Quería gritarle la verdad. Asesinó a mi padre; me pidió que me casara con él; ha tratado de hacerme una proposición infame, me ha pedido mi virtud como precio por mi seguridad. Y este es el hombre de quien tú, madre, tienes tan alta estima.
Pero por supuesto, no dije nada. Era tan inocente. Tenía que seguir en su bendita ignorancia.
—Tendrías que tratar de ser un poco más razonable, Damask. Me preocupo por ti —continuó—. Desearía que Bruno hubiera comprado una agradable mansión de campo. Una Abadía es sospechosa…, particularmente cuando…
—Oh, madre, cuidémonos todos. Y recordemos que los enemigos de Roma son los que están hoy en peligro, si bien mañana puede ser diferente.
—Mañana —dijo mi madre, alegrándose—. Eso llegará.
No era de extrañar que me perturbara.
En la panadería, Clement estaba amasando; tenía las mangas arremangadas hasta los codos y parecía acariciar la mezcla mientras trabajaba.
Catharine estaba sentada en un banco alto contemplándolo, y su cara adorable brillando de interés. Desde que yo podía recordar, siempre tenía algún entusiasmo. Se desvanecían rápidamente, pero mientras duraban eran intensos; Honey era más constante.
—Sigue, Clement —ordenó y lo oí decir mientras entraba—: El Abad nos había llamado y estábamos de pie alrededor del pesebre y en él había un niño vivo.
Se volvió cuando yo entré.
—Aquí viene la señora —dijo Clement— para darme las órdenes del día.
—Madre —explicó Catharine—. Clement ha estado contándome la historia. ¡Fue maravillosa! Es como algo de la Biblia. Moisés en los juncos. Siempre adoré esa historia y ahora saber esto…
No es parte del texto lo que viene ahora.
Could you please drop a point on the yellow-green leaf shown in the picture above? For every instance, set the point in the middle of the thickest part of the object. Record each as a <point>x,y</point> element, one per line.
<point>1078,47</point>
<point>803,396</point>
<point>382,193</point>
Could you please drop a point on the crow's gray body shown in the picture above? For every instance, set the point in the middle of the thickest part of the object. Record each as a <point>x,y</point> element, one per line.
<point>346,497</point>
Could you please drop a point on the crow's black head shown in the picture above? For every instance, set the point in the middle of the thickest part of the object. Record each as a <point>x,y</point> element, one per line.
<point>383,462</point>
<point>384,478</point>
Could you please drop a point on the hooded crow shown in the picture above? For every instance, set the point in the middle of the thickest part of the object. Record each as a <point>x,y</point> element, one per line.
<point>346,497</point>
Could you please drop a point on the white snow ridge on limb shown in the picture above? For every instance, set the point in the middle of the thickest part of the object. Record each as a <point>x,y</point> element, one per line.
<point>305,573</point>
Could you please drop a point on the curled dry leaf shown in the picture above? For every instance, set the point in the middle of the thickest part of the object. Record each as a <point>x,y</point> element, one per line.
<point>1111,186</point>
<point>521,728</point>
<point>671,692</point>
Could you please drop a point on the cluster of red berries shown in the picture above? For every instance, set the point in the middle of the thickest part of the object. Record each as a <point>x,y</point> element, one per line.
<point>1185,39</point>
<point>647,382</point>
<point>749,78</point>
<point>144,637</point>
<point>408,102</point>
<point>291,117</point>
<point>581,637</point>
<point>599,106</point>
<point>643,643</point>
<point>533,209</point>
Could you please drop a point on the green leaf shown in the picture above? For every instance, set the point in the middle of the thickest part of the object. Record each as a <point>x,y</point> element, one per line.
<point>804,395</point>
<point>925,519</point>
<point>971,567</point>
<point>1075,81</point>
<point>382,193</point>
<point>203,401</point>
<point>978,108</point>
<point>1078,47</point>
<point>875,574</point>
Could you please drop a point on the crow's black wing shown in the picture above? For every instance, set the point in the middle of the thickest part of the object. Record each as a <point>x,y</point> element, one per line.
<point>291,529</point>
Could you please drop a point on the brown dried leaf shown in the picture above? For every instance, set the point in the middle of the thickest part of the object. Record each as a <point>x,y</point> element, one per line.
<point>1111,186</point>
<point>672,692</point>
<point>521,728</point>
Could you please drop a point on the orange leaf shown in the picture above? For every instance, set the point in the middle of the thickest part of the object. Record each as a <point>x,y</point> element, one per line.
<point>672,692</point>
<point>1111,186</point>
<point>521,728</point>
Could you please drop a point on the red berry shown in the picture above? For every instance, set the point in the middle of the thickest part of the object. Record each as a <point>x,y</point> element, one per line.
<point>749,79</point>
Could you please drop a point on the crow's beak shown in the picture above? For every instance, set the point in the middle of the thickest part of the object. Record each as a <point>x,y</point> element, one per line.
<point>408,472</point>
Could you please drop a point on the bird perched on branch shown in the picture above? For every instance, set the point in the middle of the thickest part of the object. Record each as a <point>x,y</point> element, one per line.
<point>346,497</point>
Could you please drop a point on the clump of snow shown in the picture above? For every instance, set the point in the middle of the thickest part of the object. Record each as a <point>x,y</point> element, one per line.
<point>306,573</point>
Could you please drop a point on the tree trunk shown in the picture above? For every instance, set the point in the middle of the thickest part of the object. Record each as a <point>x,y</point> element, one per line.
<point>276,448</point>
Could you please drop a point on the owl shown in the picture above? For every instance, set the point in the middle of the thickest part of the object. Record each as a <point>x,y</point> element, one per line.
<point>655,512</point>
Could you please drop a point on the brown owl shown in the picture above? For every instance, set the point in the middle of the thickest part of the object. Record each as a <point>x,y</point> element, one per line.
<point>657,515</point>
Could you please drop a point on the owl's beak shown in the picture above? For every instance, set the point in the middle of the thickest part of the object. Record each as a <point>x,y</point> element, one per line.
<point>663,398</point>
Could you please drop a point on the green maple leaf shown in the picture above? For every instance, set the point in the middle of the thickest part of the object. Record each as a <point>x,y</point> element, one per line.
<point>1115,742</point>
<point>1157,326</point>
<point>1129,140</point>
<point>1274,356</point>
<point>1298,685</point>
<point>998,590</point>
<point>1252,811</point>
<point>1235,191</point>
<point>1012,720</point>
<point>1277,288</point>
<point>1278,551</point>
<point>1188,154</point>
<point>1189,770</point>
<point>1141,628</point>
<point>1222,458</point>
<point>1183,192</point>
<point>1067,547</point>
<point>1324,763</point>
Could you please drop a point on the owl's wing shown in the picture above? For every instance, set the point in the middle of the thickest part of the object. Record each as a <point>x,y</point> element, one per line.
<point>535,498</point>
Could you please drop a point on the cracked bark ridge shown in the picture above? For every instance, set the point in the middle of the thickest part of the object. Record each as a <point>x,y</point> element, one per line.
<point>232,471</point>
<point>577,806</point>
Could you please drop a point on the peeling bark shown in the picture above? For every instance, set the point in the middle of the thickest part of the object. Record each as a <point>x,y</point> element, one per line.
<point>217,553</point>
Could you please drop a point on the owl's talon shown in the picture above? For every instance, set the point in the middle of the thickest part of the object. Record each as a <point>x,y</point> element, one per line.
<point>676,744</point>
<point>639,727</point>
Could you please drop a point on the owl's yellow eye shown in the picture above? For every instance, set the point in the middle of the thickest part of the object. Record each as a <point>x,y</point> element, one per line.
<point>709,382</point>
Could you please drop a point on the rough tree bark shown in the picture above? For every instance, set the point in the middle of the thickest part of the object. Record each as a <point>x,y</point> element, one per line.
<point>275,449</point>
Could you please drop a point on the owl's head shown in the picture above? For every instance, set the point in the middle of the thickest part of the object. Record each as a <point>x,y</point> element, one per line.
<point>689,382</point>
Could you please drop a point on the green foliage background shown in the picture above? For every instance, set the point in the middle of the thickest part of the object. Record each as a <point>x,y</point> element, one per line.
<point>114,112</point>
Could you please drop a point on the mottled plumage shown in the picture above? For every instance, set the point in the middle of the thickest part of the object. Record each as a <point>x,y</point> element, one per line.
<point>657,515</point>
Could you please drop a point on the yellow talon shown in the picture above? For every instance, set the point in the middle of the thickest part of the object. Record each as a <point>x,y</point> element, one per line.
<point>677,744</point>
Miré su cara animada y no supe qué decirle. Estaba tan conmovida por la idea que su padre fuera una especie de Mesías, que aun cuando yo estaba convencida que era falso y quería que mi hija aceptara la verdad, la verdad era algo que yo no podía contar a mi hija. Catharine siempre tenía que saber todo una vez que su interés despertaba. Sabía más de la gente que vivía alrededor nuestro que todos los demás componentes de la casa. Vi que estaba en un dilema. Ella tendría que aceptar a su padre como ese ser superior o conocer la sórdida historia de su nacimiento. Por el momento pensé que era mejor que aceptara la leyenda, pero deseé que no hubiera sido así.
Discutí la comida que había que preparar y dije:
—Vamos, Catharine, pronto será la hora de tus lecciones y quiero que me juntes algunas flores y las arregles.
—Oh, madre, odio arreglar flores. Sabes que no sé hacerlo.
—Razón de más para que aprendas. Es una de las condiciones necesarias para un ama casa.
—Creo que no seré un ama de casa. Permaneceré aquí toda mi vida y me haré monja y tendré un convento propio. Supongo que sería una abadesa.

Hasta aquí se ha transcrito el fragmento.